Community with lesser news coverage

A news desert is a community that is no longer covered by daily or nondaily newspapers. The term emerged in the United States after hundreds of daily and weekly newspapers were closed in the 2000s and the 2010s. According to a study in 2018 by the UNC School of Media and Journalism, more than 1,300 communities in the U.S. are considered news deserts. Other communities, while not technically news deserts, may be covered by a ghost newspaper, a publication that has become a shadow of its former self.

In 2024, the Medill School of Journalism at Northwestern University released a report that found that 1,561 counties in the United States had only one local news organization (e.g. print newspaper, news website, public broadcaster, or ethnic media outlet) while 206 counties had none, that 55 million Americans lived in news desert counties, and that news desert counties had smaller populations, were less densely populated, had lower median household incomes, lower rates of educational attainment, a higher median population age, and higher poverty rates.

==Background==
The term "news desert" was used as early as 1980 to explain the general character of newspaper coverage and accessibility in Canada at the beginning of the 20th century and its effect on the population's sourcing of local news. This initial context contrasts with the term's use in the 21st century, which primarily applies it as a frame for deficits or reductions in news coverage.

The total number of newspapers in the U.S. fell from 8,891 in 2004 to 7,112 in 2018, a decline of 1,779 newspapers, including more than 60 daily newspapers.
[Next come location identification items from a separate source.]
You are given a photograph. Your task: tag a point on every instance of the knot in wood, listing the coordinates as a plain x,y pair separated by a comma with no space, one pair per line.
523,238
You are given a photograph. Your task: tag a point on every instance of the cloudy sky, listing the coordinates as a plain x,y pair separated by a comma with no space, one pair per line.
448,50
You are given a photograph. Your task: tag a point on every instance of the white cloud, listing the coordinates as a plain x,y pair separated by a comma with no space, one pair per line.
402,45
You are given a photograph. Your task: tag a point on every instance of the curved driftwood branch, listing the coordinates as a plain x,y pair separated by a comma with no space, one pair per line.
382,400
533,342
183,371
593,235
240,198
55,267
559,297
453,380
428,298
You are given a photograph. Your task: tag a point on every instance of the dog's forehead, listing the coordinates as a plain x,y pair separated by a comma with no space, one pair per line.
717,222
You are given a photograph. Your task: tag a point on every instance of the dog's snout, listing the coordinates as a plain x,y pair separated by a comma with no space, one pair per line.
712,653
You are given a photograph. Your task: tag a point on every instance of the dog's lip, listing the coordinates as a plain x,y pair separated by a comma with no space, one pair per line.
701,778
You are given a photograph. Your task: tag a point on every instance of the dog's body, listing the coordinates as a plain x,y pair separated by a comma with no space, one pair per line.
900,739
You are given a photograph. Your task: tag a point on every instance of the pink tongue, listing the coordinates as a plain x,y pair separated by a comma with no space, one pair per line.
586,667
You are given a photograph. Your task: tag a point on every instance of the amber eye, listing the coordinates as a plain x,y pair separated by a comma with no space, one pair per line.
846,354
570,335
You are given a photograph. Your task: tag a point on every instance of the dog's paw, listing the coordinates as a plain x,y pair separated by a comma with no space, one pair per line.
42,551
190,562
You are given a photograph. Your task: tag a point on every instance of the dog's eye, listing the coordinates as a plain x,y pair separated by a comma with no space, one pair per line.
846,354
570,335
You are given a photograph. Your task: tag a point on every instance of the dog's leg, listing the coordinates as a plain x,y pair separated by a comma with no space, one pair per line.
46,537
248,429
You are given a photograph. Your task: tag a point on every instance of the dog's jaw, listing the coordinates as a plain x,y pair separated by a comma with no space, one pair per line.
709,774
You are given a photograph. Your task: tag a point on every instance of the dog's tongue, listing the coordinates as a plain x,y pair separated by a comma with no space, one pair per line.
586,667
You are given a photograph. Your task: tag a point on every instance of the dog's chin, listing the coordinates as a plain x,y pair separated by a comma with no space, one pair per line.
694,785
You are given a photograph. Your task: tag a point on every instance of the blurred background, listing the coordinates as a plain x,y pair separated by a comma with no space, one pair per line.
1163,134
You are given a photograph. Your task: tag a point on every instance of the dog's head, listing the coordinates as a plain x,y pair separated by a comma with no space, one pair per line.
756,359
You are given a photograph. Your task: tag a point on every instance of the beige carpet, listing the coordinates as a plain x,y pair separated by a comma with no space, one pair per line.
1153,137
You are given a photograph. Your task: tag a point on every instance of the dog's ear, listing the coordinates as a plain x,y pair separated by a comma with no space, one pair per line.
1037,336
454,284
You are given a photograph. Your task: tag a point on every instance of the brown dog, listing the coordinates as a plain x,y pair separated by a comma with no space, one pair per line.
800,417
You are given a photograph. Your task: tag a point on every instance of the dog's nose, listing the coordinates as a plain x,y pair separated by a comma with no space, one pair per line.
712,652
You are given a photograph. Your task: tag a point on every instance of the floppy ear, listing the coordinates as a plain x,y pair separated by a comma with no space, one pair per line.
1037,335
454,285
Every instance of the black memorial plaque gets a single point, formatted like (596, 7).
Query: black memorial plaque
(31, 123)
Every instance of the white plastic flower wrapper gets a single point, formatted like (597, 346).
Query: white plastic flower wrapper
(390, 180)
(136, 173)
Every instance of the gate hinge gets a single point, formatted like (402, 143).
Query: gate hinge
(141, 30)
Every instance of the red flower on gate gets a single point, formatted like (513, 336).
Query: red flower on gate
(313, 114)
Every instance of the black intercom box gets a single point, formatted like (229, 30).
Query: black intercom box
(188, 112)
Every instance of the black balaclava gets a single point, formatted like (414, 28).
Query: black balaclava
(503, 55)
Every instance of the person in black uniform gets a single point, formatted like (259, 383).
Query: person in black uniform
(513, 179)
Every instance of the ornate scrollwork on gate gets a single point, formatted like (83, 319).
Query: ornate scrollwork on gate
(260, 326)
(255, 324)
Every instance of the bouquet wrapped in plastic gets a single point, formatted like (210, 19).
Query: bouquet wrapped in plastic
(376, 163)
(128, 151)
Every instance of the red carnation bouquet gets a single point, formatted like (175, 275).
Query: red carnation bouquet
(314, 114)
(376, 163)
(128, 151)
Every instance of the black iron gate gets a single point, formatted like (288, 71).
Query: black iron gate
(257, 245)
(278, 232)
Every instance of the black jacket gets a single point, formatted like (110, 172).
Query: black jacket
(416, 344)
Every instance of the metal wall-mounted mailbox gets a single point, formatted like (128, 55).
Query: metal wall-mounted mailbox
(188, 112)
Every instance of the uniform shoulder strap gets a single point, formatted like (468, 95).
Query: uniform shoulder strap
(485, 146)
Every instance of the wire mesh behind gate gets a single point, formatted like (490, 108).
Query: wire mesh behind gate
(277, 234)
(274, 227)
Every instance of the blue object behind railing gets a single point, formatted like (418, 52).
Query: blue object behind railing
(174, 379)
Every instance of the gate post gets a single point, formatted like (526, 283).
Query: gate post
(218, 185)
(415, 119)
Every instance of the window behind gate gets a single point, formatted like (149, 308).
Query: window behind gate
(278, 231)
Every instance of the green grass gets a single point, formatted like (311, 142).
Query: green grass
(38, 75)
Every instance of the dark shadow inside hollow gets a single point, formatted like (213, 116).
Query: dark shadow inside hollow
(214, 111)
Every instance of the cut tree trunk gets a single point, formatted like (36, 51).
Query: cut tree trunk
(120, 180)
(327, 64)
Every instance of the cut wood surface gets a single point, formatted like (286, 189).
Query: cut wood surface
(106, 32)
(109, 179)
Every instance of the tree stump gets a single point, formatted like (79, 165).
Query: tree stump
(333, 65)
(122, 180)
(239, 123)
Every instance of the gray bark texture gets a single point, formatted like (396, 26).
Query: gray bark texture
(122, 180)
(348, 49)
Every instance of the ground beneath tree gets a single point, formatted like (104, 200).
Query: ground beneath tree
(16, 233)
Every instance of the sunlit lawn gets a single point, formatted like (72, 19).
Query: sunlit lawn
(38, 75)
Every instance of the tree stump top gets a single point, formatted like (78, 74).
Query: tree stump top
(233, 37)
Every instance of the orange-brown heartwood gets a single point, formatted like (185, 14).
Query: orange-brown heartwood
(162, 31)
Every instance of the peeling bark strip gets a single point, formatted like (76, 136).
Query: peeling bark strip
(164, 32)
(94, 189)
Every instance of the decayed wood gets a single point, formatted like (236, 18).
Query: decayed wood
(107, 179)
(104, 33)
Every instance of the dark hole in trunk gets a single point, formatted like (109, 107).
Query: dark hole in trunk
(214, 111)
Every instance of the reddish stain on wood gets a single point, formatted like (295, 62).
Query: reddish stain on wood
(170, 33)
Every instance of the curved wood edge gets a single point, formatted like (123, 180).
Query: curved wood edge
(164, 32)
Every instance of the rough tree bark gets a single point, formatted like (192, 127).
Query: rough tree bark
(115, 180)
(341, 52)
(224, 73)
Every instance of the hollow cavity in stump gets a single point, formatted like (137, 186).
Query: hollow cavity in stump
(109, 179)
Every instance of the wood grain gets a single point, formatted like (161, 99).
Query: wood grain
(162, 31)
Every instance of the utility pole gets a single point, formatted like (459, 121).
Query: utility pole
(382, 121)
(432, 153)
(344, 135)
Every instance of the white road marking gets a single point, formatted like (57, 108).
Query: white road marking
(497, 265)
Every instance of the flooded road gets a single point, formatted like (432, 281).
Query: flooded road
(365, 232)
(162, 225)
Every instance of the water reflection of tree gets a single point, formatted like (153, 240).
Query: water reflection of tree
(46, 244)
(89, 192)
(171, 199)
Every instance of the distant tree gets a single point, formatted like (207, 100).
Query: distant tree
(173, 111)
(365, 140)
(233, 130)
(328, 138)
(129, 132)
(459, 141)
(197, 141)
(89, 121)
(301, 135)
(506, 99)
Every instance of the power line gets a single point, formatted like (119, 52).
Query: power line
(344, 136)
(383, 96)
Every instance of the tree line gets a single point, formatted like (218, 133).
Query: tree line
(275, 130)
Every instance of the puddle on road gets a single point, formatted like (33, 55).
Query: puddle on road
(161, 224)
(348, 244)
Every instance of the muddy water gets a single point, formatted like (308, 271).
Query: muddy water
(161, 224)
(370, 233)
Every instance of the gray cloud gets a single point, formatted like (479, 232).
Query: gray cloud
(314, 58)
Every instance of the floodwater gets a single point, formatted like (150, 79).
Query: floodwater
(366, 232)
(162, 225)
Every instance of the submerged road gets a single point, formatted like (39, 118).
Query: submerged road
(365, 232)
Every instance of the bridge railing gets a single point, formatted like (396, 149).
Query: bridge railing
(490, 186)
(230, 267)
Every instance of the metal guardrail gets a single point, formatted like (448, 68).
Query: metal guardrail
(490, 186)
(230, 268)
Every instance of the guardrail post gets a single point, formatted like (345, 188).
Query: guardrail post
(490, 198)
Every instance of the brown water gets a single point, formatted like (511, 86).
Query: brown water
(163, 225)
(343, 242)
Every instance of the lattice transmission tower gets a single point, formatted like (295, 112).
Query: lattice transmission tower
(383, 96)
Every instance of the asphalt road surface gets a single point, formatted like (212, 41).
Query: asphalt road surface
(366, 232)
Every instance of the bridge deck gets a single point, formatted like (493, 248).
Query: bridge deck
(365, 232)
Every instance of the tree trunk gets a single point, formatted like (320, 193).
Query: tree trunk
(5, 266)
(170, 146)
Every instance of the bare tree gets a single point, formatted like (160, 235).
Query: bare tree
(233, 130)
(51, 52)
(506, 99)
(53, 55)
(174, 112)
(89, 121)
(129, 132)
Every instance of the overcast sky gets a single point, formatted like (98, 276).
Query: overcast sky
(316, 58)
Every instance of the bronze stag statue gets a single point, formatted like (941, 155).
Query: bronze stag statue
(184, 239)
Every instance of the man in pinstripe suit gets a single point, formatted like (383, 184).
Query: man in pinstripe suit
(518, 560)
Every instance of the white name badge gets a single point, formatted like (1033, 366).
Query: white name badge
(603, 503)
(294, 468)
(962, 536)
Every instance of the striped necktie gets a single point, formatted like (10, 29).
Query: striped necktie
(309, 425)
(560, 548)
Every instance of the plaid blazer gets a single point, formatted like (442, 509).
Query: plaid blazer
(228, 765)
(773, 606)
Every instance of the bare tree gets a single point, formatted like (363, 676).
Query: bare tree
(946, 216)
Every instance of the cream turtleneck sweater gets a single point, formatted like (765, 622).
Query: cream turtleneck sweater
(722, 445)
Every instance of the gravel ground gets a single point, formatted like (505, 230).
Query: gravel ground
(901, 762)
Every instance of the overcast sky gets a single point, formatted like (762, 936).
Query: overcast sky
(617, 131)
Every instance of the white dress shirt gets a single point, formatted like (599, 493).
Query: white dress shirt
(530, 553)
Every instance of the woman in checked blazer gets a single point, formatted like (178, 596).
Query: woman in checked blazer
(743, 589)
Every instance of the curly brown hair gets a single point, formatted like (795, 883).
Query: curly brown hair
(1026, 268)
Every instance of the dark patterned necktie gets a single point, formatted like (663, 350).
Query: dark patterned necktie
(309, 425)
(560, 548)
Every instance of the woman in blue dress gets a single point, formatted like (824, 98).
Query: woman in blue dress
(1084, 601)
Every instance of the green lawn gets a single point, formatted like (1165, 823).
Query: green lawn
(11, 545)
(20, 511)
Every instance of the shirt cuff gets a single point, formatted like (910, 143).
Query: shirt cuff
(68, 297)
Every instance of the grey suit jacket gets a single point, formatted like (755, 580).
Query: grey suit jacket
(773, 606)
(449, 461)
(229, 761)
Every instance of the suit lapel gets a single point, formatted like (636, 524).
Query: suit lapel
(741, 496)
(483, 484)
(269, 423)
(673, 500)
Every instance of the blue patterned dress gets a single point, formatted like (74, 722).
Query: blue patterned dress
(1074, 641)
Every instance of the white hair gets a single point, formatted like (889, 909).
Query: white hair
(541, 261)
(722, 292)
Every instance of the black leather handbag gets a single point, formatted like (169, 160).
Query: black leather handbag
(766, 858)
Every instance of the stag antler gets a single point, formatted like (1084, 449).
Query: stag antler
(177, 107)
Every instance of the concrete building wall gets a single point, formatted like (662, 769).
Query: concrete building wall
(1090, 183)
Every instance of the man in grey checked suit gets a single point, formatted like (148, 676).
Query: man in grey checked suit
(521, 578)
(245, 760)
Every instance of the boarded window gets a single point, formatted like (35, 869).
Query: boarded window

Of the remaining publications, an estimated 1,000 to 1,500 newspapers were considered ghost newspapers after scaling back their news coverage so much that they were unable to fully cover their communities.

==Extent==
In 2017, the Columbia Journalism Review released a map of news deserts across the United States. It showed that Collin County and Williamson County in Texas, with a combined population of nearly 1.3 million people, were among the largest news deserts in the country. Other notable news deserts include Ellis County, Texas and Alamance County, North Carolina. Some of those communities, however, may be covered by very small newspapers with a circulation of less than 1% or all-digital news outlets.

A study in 2018 by the UNC School of Media and Journalism found more than 1,300 news deserts in the United States. Of the 3,143 counties in the U.S., more than 2,000 no longer had a daily newspaper and 171 counties, with 3.2 million residents combined, had no newspaper at all. People who live in news deserts tend to be poorer, older and less educated than the average American, according to the study. As of 2018, more than 90 counties without a newspaper were in the Southern United States, making it by far the largest news desert in the country.

Medill's 2025 State of Local News report found that the number of U.S. counties with no local news source rose to 212, while 1,525 counties had only one remaining local news source, usually a weekly newspaper. Taken together, these counties were home to nearly 50 million people with limited or no local news access. The report also found that public broadcasting had become an important fallback in many areas, while digital-only outlets remained concentrated in more urban and affluent counties than the places most vulnerable to becoming news deserts.

==Impacts==

In their 2024 report, the researchers at the Medill School of Journalism found that the decline in local news in the United States has contributed to increased political polarization, reduced voter turnout and split-ticket voting, and increased incumbency advantage due to national news becoming the only news that residents of news desert communities receive and lead them to vote more in accordance with a party line.